Intervention de Éric Coquerel

Réunion du mercredi 27 septembre 2023 à 11h00
Commission des finances, de l'économie générale et du contrôle budgétaire

Photo issue du site de l'Assemblée nationale ou de WikipediaÉric Coquerel, président :

Vous estimez que la prévision de croissance pour 2024, même si elle a été récemment baissée par le Gouvernement de 1,6 à 1,4 %, reste élevée face à celles de la Banque de France, de 0,9 %, et du consensus des économistes, de 0,8 %. Bruno Le Maire fait régulièrement remarquer que les prévisions des mêmes économistes étaient plus pessimistes que le résultat attendu pour la fin de l'année.
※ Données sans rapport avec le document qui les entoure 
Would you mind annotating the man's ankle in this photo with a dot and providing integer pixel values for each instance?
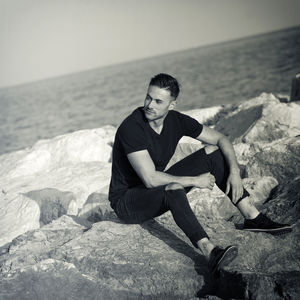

Pour ma part, je considère que le maintien de la croissance en France est peut-être lié à l'importance des dépenses publiques dans notre pays. En période de reflux, c'est un élément plutôt positif pour maintenir une activité économique, et cela explique pourquoi la France n'était pas entrée en récession après la crise des subprimes. J'y vois l'une des raisons d'un non-dit que vous relevez : la baisse pérenne des dépenses publiques, de 12 milliards d'euros, est finalement annoncée pour 2025 dans la LPFP, sans être documentée et, pour 2024, le Gouvernement se garde bien de procéder à une telle baisse – quand il y a une récession en Allemagne et quand un reflux de l'économie s'annonce en Chine, ce n'est pas le moment de baisser les dépenses publiques. Mais on ne le reconnaît pas et on propose une cote mal taillée.

Peut-être aussi que les prévisions de croissance du Gouvernement sont plus élevées que les autres à cause d'une vision du pouvoir d'achat des Français faussée par un raisonnement en moyennes. En se fondant sur une hausse de 1,8 % de la consommation soutenue par une hausse du pouvoir d'achat de 1,3 %, le Gouvernement ne tient pas compte des profondes inégalités parmi les ménages. Depuis fin 2021, la consommation en volume de produits agricoles et de produits agroalimentaires a baissé respectivement de 10,2 % et 11,6 % mais ces baisses ne touchent pas indifféremment toutes les catégories sociales, et l'augmentation du pouvoir d'achat est plus forte pour les plus riches, en particulier ceux qui perçoivent des revenus du capital – les dividendes et intérêts nets reçus par les ménages ont en effet augmenté de 4,2 % au deuxième trimestre 2023. En se reposant sur des moyennes, on ne voit pas que ce phénomène touchant la consommation est très largement porté par ceux de nos concitoyens qui n'ont pas ces moyens pour vivre et sont frappés par la crise. Pour moi, l'explication de la distorsion est là. Qu'en pensez-vous ?

Par ailleurs, la diminution du taux d'épargne de 0,4 % me laisse sceptique, alors que les Français, en particulier les plus populaires qui disposent malgré tout d'une petite épargne, commencent à y puiser pour faire face à la hausse des prix.

Enfin, vous considérez que les dépenses pourraient s'avérer plus élevées que prévu compte tenu du coût des dispositifs énergétiques et des dépenses de santé. D'ailleurs, en même temps qu'on annonce la fin du bouclier énergétique, le chef de l'État annonce un chèque carburant pour une grande partie des Français, reconnaissant ainsi que l'inflation continue à sévir sur le marché énergétique. Il serait également temps de comprendre qu'elle est davantage liée aux marges des entreprises qu'à l'organisation du secteur énergétique dans le monde.

Pour toutes ces raisons, je suis assez d'accord avec votre prudence et votre avis. Prenons date, je pense qu'à la fin 2024, le déficit sera plus élevé qu'annoncé par le Gouvernement, parce que la réalité rattrapera le budget.